2008;75:478-487. Collaboration form
Week 6: Approaches to Research Data Management
● Collecting research data ● Organizing research data ● Preserving research data ● Storing research data ● Sharing research data ● Rigor and reproducibility
Week 5 Readings: Collins FS, Tabak LA. NIH plans to enhance reproducibility. Nature . 2014 Jan 27; 505(7485), 612-13.
Clayton JA, Collins FS. NIH to balance sex in cell and animal studies. Nature . 2014 May 14; 509(7500), 282-283.

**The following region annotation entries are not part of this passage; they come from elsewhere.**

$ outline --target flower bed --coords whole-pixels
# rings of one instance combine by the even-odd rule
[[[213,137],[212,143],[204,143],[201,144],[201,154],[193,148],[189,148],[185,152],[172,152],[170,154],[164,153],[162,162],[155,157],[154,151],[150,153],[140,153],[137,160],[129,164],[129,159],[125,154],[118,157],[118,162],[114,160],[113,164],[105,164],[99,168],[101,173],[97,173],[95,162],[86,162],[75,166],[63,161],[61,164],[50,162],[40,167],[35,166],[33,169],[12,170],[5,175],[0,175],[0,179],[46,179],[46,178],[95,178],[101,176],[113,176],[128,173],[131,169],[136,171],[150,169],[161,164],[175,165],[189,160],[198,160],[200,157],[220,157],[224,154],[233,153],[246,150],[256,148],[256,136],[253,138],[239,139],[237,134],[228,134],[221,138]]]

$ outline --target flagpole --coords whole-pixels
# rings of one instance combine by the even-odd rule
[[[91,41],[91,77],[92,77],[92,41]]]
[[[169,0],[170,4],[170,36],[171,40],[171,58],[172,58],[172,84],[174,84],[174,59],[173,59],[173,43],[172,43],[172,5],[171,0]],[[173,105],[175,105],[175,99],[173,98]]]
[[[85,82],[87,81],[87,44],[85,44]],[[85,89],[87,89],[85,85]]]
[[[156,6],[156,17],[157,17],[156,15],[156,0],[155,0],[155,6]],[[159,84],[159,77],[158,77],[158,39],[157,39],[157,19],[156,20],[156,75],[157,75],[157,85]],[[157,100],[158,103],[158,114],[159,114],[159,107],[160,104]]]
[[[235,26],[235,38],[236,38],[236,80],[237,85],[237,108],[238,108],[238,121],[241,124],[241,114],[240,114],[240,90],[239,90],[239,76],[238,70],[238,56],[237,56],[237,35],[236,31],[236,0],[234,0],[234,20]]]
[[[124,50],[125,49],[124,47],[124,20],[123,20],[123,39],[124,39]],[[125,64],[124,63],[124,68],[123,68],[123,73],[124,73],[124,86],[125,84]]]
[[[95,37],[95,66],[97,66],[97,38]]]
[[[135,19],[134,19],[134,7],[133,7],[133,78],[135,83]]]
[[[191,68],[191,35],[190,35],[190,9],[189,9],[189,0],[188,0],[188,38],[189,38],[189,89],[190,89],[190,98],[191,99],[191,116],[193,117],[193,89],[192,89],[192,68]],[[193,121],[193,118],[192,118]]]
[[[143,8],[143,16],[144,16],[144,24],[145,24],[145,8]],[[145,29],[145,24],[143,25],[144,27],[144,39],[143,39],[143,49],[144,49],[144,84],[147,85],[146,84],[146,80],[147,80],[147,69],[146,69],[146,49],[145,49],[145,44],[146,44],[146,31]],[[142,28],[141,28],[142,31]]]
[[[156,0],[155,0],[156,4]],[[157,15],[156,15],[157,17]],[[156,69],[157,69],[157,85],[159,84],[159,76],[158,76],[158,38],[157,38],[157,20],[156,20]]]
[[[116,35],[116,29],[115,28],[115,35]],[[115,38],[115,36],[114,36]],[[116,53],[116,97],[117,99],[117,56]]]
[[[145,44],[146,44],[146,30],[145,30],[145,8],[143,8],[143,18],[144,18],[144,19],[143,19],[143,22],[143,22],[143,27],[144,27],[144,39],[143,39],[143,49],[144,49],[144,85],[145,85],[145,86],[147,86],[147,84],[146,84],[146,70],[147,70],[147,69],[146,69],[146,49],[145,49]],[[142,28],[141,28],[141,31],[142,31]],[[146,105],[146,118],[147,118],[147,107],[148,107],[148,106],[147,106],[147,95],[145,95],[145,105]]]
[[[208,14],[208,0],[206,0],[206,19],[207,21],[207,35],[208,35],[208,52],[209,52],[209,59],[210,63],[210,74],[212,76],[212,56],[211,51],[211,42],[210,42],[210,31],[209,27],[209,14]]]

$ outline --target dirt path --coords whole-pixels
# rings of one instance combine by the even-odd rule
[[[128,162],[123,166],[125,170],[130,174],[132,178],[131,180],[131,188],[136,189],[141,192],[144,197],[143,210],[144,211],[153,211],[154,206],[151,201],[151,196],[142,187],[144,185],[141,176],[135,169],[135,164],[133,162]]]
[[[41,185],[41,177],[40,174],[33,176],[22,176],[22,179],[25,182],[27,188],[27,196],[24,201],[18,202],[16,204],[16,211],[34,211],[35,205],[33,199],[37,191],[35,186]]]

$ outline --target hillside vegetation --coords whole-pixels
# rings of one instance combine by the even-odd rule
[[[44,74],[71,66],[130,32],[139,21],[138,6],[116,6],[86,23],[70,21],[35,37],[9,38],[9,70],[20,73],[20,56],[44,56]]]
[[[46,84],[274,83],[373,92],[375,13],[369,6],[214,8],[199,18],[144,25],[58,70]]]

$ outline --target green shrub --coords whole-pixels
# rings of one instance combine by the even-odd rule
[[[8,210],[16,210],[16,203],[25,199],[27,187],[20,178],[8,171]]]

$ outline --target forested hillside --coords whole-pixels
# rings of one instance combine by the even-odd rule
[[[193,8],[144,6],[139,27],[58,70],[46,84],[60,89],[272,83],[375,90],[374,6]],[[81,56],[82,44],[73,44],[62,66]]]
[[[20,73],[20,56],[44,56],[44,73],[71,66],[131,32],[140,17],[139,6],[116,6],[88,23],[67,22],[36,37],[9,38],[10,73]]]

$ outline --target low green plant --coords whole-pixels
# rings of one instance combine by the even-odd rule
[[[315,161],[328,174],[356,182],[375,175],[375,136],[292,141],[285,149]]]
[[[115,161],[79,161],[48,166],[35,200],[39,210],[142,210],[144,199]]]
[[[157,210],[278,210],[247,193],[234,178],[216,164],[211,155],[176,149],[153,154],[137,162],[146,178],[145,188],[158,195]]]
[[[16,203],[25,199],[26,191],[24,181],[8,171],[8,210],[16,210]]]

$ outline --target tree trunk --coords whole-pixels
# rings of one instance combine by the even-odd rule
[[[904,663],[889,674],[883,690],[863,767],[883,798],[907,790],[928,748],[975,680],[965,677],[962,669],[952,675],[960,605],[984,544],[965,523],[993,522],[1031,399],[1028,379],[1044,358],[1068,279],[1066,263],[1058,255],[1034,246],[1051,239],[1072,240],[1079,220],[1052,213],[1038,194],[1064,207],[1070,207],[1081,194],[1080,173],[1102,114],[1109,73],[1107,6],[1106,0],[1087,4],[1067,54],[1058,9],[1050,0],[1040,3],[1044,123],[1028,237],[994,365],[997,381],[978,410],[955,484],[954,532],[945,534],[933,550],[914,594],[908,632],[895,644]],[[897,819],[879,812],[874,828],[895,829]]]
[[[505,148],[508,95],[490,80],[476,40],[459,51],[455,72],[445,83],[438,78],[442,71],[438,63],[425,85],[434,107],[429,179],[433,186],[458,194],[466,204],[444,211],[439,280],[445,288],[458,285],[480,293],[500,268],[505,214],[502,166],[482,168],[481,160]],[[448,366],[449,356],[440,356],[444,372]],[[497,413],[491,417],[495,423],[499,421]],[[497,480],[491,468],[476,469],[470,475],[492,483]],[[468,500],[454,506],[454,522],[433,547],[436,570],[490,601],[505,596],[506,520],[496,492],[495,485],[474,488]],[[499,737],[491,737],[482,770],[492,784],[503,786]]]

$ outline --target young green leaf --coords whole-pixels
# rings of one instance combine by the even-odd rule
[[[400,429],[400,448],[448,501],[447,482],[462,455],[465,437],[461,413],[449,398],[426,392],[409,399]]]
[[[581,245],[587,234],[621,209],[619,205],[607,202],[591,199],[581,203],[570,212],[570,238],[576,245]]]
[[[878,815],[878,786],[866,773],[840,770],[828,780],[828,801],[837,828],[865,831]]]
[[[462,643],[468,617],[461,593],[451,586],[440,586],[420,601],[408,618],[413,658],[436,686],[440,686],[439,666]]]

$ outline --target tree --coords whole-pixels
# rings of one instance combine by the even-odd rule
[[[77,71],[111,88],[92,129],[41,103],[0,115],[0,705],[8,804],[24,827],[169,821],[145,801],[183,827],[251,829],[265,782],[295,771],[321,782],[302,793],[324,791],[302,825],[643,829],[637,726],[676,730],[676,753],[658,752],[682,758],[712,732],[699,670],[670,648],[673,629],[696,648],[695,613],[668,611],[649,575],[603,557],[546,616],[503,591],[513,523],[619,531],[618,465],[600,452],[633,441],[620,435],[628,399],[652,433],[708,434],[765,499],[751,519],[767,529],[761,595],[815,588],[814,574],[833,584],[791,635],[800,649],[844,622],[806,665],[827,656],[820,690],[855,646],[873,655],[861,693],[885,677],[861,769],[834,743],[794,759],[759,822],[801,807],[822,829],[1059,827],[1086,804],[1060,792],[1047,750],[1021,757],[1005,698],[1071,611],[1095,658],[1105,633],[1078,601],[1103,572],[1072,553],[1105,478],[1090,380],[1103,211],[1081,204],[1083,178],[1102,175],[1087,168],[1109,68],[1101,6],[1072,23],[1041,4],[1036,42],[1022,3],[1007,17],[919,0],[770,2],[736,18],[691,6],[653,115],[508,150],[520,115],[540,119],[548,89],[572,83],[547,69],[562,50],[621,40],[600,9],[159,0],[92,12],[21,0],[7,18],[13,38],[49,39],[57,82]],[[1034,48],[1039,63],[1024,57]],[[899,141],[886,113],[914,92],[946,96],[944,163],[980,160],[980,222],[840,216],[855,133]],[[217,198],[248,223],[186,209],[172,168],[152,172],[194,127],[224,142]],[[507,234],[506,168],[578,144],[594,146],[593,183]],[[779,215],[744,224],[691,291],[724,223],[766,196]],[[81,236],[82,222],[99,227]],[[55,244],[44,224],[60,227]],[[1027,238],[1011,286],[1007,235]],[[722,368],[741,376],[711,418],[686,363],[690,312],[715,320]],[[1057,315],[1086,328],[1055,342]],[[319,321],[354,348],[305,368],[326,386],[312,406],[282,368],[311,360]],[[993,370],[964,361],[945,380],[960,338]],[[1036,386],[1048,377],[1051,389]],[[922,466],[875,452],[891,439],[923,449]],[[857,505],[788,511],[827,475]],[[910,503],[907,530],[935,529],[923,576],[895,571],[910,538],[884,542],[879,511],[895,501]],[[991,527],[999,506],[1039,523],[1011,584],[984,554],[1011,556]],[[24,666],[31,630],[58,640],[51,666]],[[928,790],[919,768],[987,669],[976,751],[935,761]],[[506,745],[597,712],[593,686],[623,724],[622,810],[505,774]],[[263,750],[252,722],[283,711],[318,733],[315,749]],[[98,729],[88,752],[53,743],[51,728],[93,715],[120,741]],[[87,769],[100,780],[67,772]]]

Ioannidis JPA. Why Most Published Research Findings Are False. PLoS Medicine . 2005;2(8):e124. doi:10.1371/journal.pmed.0020124 Watch 4 short videos on this page: https://www.nigms.nih.gov/training/pages/clearinghouse-for-training-modules-to-enhance-data-reproducibility.aspx
Week 7: Hands on Research Data Management & Open Data ● In class exercise on data organization ● FAIR principles ● Big Data to Knowledge Initiative ● Open Data and Open Science in practice
Week 7 Readings: Look at Retraction Watch
Why data management matters
Force11 FAIR Data Principles. https://www.force11.org/group/fairgroup/fairprinciples
Week 8: Concepts in data visualization and GraphPad Prism
● Why visualize? ● Best Practices/Essential Concepts (i.e. perception with regards to pre-attentive attributes
of color and shapes) ● Ways to Visualize/Common Visualization Types and When/Why to use them (i.e. heat
maps, bar charts, scatter plots) ● Creating visualizations with GraphPad Prism (conceptualizing, choosing tools, pen and
paper sketching etc)
In-Class Exercise: ● Group charting of hypothetical dataset to uncover trends in data. ● Hands on GraphPad Prism introduction
Important: Before class: Go to the MCIT software portal and install GraphPad Prism http://altwcdcpnsvm01.nyumc.org/Altiris/SoftwarePortal/UserPortal/Home.aspx
Week 8 Readings: Duke SP, Bancken F, Crowe B, Soukup M, Botsis T, Forshee R. Seeing is believing: good graphic design principles for medical research. Statistics in Medicine. 2015;34(22):3040-59.
Kelleher C, Wagener T. Ten guidelines for effective data visualization in scientific publications. Environmental Modelling & Software. 2011;26(6):822-7.
Evaluation Pass/Fail
Pass requires attendance at a minimum of 7 classes (or equivalent) and completion of all in-class and at-home activities.